ナガヒゲイトヒキウミウシ Pseudobornella qingdaoensis S.Q. Zhang & J.H. Wang, 2025
特徴
体長は最大 40 mm に達する大型のイトヒキウミウシ属。地色は半透明の黄色から暗褐色までさまざまで、橙色から褐色の小斑と白色斑が全身に散在する。一部の個体では白色斑が背側の両側に縦の縞のように並ぶ。頭部前縁は丸く、口の両側にそれぞれ 4〜5 本の滑らかで細く先細る口触手をもつ。嗅角鞘は非常に長く伸び、その上縁には側方へ広がる 4 本の指状突起と、特に長い 1 本の後方突起を備える。嗅角には約 12 枚の薄板がある。背側両縁には 4 対の突起が並び、後方に向かうほど小さくなる。各突起の内面には多数の枝分かれしない鰓が付属する。腹足は淡桃色で薄い暗色斑を散らし、頭部とは横方向の長い溝で明瞭に区切られる。分布
模式産地は中国・山東省・青島の Golden Beach Park 潮間帯。中国・山東半島沿岸 (青島および乳山) の岩礁性潮間帯から記録されている。日本国内で従来 Pseudobornella orientalis として扱われてきた個体のうち、色彩や形態の特徴から本種に該当する可能性のあるものがあり、分布が日本沿岸にも及ぶ可能性が示唆されている。種小名の由来
模式産地である中国・青島 (Qingdao) に因む。補足
餌はヒドロ虫で、岩礁性の潮間帯に生息する。イトヒキウミウシ属はこれまで Pseudobornella orientalis (イトヒキウミウシ) のみを含む単型属と考えられてきたが、黄海産の個体群を分子系統と外部形態の両面から検討した近年の研究によって別種と判定され、本種が属内 2 番目の種として記載された。Pseudobornella orientalis との外見上の主な違いは、背面に黄色の斜め縞をもたず、白色斑が顕著に散在する点にある。和名「ナガヒゲイトヒキウミウシ」は中野理枝による新称。References
- イトヒキウミウシ, 中野理枝. (2004). 本州のウミウシ. ラトルズ.
- イトヒキウミウシ属の1種, 小野篤司. (2004). 沖縄のウミウシ. ラトルズ.

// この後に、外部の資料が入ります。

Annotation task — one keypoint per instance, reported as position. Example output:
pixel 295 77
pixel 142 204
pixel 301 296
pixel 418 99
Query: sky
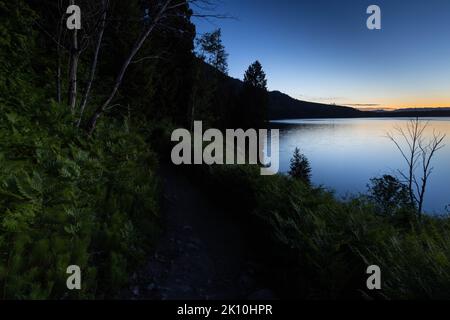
pixel 322 51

- イトヒキウミウシ,ナガヒゲイトヒキウミウシ(新称),オナガイトヒキウミウシ(新称), 中野理枝. (2018). 日本のウミウシ. 文一総合出版.
- イトヒキウミウシ,ナガヒゲイトヒキウミウシ, 小野篤司 & 加藤昌一. (2020). 新版 ウミウシ. 誠文堂新光社.
- Pseudobornella qingdaoensis sp. nov., Zhang S. & Wang J. (2025). Description of a new species of Pseudobornella Baba, 1932 (Gastropoda, Nudibranchia, Dendronotidae) from the Yellow Sea. ZooKeys. 1241: 301-314. https://doi.org/10.3897/zookeys.1241.155540
本書に掲載されています
小野篤司 & 加藤昌一. (2020). 新版 ウミウシ. 誠文堂新光社.
誠文堂新光社
本書には Pseudobornella qingdaoensis の解説・写真が掲載されています。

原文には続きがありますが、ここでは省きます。